My father was 47 years old when he ended up in a medicated coma because of a heat stroke and brain bleed. Just before this tragedy happened, he had been helping a new ministry get started. Several young men had been hurt by a local church after an internship never turned into promised staff positions. These boys had given a few years of their life to this ministry and were feeling discouraged and passed over.
Our meeting them happened at a very good time; my dad had been looking for the catalyst that would kick-start the next phase of our ministry. I hadn’t signed onto help my family in the church as of yet. At that time, I would’ve never admitted that I felt called or drawn to the ministry. Taking on the church, both for services and in daily operations during my dad’s illness, was what started all of that. My realization of my calling was just one of many results of our wilderness experience.
We’ve always believed that “True success requires a successor.” It made sense that my dad was looking for ways to raise up the next group of ministers that would impact our town. He has always enjoyed providing people with a platform. Even before his hospital stay, he knew he wanted to leave a legacy. I think my family always knew that our family legacy was safe with me, but when it came to looking for capable hands that could handle the ministry, I had yet to prove myself.
In a previous post, I mentioned that Dad heard the voice of Jesus a few times over the 28 days he was technically unconscious. The first thing he heard was his name and “I’m not pleased with much of my creation.” Not sure why Jesus would start there since there’s not much more territory you could cover. No matter how useless that made him feel, he distinctly remembers that voice and those words. He is also just as sure about the next thing Jesus said: “Everything has not already been said or done. I have reserved a few things just for this generation.”
In that moment, he saw a flip chart of photos. He saw the young men he had been mentoring. He saw me and my cousins. All the younger people that he had a relationship with were on a screen being played back for only his mind. Even though the Lord’s first sentence was full of hurt or disappointment, this second thought proves that he was far from through with us and that we were still supposed to affect our community.
For if you keep silent at this time, relief and deliverance will rise for the Jews from another place, but you and your father’s house will perish. And who knows whether you have not come to the kingdom for such a time as this?”
Esther 4:14 (ESV)
I can’t help but be reminded of this verse in Esther when our heroine is finally assured of her purpose. In one of the lowest parts of her story, Esther is reminded that she had been born for a reason, something special and divine; her people would survive captivity because of her bravery. She was not a mistake and not one detail of her story had gone unnoticed. Her city was right, her dwelling was right, her influence was right. Accurate, correct, perfect and proper. God’s involvement in Esther’s life was unmistakable, but only in hindsight. FYI, that’s always the case.
The trials we face today are nothing like what our forefathers dealt with and our great-grandchildren will have to handle things more crazy than we could ever prepare them for. We can’t anticipate how different even the next few months will be for our world, so it is vital that we build on the firm foundation of the Lord and His principles. We should instill them in our own life and it’s imperative to figure out a way to impact the young ones coming up (whether they be our own children or just some young Jesus followers that we can guide).
Here’s a few of those principles I think we all need to accept. They are timeless and true. Some can start to positively affect you today while others may take generations to establish. This list is also far from exhaustive because each page of the Bible holds dozens of promises if we can only open our eyes to see them. If we apply them, then I pray that we are also able to teach them.
- Seed, time and harvest (Genesis 8:22)
- The first shall be last (Matthew 20:16)
- A leader must serve (Mark 10:35-41)
- Die in order to find life (Matthew 16:24-25)
- The greatest revenge is love (Matthew 5:43-44)
- Give and it will be given (Luke 6:38)
- Foolish things shame the wise (1 Corinthians 1:27)

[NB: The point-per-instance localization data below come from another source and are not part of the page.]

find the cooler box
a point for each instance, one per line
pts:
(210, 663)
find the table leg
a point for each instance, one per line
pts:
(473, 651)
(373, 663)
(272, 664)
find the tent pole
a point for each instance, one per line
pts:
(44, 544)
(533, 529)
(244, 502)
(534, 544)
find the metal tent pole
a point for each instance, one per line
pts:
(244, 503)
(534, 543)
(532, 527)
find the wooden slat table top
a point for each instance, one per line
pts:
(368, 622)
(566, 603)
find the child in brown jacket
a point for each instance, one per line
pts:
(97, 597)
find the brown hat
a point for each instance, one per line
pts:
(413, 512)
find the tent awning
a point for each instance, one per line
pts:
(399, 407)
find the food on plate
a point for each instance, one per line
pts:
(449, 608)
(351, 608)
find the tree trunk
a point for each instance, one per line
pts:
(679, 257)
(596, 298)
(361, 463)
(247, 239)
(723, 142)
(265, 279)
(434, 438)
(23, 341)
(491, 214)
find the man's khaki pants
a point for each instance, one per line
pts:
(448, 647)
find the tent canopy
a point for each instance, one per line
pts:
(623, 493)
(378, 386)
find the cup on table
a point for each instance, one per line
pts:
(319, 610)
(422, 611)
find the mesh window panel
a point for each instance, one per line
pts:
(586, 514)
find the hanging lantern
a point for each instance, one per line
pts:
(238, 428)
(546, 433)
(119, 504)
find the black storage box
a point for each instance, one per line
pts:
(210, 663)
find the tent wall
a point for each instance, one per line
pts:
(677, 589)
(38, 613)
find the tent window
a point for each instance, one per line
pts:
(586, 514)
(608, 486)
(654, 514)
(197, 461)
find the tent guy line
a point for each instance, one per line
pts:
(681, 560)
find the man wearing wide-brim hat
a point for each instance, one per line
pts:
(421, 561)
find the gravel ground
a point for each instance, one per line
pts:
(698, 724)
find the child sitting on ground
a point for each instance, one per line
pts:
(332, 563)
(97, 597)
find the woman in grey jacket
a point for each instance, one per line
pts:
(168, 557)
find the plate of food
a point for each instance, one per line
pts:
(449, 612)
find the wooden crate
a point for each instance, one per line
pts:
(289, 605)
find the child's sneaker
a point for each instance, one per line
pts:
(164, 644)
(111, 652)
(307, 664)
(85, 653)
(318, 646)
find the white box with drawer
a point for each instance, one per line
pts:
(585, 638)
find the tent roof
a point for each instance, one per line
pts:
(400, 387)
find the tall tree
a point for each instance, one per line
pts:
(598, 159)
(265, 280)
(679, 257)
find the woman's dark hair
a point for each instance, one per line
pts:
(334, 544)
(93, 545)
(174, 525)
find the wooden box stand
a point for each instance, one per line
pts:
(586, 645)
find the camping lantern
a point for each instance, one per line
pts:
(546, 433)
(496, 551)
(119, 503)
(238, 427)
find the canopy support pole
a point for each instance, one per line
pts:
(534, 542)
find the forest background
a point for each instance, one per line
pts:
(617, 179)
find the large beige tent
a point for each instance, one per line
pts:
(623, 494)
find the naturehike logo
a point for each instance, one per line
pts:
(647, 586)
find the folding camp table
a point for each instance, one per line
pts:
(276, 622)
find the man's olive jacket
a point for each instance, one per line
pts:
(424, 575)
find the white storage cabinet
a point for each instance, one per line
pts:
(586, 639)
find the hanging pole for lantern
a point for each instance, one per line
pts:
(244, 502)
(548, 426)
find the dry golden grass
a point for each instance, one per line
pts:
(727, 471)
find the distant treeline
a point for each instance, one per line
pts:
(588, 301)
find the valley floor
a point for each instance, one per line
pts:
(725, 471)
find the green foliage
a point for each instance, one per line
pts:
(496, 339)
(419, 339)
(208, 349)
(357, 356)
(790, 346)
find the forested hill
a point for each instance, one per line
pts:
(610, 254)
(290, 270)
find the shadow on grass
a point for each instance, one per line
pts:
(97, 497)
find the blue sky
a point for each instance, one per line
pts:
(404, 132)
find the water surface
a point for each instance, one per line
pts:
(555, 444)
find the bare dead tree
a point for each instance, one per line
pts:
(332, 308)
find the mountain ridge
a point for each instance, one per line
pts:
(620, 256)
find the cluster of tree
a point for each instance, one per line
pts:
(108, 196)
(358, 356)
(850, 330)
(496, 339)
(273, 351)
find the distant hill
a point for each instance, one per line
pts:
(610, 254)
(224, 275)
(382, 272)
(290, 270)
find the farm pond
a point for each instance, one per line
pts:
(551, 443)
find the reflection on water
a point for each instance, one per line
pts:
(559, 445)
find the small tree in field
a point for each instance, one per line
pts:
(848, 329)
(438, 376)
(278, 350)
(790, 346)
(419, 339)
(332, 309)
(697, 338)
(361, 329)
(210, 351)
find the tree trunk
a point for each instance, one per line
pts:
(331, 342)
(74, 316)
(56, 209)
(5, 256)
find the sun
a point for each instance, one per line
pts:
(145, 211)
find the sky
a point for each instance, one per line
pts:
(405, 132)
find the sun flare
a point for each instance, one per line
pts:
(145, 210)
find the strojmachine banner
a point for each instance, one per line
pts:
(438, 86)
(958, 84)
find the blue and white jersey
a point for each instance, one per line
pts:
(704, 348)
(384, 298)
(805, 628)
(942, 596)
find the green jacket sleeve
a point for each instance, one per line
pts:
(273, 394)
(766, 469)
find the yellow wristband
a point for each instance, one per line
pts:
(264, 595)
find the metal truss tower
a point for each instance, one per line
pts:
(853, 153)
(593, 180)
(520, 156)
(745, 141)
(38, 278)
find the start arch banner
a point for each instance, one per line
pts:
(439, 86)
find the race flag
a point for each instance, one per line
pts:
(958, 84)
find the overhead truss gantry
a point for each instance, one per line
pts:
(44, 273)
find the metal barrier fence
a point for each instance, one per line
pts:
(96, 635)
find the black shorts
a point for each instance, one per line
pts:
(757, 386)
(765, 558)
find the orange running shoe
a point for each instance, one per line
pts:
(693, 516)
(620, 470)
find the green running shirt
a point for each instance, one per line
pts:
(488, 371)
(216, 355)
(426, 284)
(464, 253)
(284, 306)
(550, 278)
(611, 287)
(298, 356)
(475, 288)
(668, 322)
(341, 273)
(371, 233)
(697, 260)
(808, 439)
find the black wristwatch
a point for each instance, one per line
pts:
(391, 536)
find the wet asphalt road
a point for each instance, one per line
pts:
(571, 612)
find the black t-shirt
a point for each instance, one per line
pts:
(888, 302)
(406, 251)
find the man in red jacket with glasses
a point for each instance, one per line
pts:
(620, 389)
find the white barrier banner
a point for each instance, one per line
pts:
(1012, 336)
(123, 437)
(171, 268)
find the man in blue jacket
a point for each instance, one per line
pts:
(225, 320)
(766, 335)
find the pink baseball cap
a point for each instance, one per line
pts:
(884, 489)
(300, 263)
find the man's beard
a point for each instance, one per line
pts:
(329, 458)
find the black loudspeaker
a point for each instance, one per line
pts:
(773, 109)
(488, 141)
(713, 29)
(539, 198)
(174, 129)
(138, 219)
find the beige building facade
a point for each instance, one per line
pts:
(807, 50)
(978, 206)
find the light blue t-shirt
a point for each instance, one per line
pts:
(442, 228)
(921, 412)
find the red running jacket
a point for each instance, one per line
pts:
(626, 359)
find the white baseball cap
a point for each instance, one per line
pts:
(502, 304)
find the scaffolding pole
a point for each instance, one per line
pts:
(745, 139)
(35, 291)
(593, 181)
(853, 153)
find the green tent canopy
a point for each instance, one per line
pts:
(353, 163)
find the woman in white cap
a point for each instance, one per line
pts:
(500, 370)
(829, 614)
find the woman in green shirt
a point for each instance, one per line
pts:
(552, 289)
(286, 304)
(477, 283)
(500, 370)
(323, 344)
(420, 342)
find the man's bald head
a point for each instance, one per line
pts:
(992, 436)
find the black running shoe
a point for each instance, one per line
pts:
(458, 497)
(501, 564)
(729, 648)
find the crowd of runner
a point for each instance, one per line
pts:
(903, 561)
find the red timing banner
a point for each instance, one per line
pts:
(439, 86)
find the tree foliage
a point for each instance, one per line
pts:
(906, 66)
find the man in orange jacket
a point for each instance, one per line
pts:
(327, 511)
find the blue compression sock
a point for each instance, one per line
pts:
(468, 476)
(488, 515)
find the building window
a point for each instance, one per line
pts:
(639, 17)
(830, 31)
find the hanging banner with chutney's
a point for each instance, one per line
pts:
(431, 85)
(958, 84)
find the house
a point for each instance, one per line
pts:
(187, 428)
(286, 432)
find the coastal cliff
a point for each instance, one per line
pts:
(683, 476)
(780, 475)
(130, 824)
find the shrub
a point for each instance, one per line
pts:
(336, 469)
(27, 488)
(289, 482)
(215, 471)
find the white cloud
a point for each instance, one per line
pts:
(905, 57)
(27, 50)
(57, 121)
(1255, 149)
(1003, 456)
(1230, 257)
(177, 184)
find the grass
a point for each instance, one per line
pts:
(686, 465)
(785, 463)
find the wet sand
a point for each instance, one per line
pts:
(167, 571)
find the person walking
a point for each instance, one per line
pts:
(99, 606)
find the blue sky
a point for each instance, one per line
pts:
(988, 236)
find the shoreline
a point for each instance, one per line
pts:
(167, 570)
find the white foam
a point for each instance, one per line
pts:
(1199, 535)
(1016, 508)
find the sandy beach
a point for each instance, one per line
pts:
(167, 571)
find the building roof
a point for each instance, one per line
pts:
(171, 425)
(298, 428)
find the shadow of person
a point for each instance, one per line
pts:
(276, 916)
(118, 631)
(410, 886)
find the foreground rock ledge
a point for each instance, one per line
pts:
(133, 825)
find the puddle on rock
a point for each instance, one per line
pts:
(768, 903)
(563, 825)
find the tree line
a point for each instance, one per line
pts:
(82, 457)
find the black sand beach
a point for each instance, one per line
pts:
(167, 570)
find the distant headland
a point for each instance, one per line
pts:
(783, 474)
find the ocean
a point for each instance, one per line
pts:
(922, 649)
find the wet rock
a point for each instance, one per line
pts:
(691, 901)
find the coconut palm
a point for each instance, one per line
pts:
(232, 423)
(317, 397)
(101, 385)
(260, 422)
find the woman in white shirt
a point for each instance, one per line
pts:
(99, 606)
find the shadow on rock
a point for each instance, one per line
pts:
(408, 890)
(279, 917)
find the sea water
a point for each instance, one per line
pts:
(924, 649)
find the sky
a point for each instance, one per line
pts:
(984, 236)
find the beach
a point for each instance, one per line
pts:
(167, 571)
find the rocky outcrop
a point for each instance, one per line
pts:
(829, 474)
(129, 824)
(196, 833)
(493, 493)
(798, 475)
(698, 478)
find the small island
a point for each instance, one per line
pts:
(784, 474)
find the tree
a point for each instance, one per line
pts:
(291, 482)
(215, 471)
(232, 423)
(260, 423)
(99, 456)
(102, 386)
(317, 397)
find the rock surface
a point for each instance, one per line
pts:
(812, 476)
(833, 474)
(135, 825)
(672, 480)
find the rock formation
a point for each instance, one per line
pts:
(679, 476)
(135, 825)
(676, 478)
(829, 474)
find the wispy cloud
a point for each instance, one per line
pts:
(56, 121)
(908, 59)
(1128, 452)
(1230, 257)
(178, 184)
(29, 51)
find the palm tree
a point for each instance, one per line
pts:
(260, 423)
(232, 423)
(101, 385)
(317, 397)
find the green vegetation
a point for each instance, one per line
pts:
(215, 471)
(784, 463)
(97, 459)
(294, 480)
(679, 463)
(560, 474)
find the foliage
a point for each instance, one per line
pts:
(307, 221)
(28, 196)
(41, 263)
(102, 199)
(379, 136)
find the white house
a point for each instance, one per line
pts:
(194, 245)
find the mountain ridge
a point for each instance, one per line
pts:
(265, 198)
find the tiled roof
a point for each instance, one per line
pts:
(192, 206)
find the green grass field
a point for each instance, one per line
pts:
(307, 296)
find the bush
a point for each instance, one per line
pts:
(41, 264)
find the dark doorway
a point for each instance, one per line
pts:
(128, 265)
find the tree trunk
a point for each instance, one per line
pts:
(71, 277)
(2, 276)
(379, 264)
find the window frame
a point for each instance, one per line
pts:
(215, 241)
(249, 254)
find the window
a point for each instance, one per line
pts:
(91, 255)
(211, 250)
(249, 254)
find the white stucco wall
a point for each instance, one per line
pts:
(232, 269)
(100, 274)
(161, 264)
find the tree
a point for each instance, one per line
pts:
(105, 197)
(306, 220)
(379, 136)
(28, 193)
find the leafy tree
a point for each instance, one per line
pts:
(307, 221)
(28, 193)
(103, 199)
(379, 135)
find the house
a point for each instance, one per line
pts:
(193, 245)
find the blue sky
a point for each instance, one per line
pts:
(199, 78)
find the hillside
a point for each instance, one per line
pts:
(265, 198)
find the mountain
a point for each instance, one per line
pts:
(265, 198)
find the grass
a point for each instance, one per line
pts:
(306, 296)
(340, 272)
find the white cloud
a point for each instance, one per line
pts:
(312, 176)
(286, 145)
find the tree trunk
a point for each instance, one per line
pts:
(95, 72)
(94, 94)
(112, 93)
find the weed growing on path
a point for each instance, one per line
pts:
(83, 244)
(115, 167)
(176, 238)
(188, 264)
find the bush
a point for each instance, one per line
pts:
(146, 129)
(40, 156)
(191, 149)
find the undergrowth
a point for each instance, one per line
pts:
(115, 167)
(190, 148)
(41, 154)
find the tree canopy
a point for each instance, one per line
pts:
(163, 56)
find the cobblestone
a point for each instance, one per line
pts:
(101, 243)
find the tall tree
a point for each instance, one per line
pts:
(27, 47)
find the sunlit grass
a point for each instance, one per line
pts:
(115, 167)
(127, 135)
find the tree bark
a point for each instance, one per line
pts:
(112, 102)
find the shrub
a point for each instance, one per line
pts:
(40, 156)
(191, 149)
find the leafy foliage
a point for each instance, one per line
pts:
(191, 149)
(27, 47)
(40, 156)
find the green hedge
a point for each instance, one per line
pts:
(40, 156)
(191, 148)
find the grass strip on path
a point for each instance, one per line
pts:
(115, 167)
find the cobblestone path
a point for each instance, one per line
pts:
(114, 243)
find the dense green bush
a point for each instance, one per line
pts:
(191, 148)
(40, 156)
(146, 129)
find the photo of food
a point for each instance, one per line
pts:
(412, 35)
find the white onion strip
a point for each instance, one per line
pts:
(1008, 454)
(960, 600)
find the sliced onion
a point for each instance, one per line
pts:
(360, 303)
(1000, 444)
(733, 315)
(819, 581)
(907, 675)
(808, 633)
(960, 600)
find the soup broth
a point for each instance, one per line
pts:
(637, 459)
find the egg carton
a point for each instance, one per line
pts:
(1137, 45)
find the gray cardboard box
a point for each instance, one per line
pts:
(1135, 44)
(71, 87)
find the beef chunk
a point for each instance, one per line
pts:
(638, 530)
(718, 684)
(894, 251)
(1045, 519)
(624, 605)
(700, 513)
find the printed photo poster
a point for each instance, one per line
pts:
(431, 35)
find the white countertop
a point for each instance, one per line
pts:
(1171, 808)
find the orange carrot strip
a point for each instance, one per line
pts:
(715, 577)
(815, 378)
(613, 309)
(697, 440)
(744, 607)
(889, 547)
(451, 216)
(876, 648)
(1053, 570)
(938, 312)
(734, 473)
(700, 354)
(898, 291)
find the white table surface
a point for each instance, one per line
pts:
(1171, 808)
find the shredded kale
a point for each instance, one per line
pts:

- Honor and thanksgiving (Psalm 50:23)
There are great things awaiting the millennial church, but we must stay put and plug in. We don’t have time to learn everything the hard way, and I don’t believe the kingdom of God has been established by novices and prideful prodigies until now. First-hand experience is valuable, but being willing to hear wisdom is an even better trait to desire. I can’t say what the future will hold for the younger church, but I’m certain Jesus preserved us and I know He has called me to something far beyond myself.
It will be different, but it will be as undeniable as ever. I believe it will involve revival and repentance, a church that fights for rigorous honesty and grace-filled community. There will be elements of action, education and spirituality; Jesus will use us both as we sit still and as we move. Politics, business, industry, war, slavery, sexuality, poverty and disease will all be discussed openly instead of minimized or swept under a rug. It will also be something sacred and holy, a place or movement where sin isn’t tolerated and we admit just how far Jesus had to come to save fallen man. We will be disgusted by our sin but overwhelmed by our God. I believe the Lord is seeking people He can use, vessels that are willing to carry His power and anointing. Those are heavy words, but this is an important issue. The grace of the matter is that He isn’t even basing this future on my abilities or my opinions or whether I deserve it or not. My qualifications involve trust and surrender and He is giving me all new ideas and the courage they are going to require. I’m here to claim my reservation.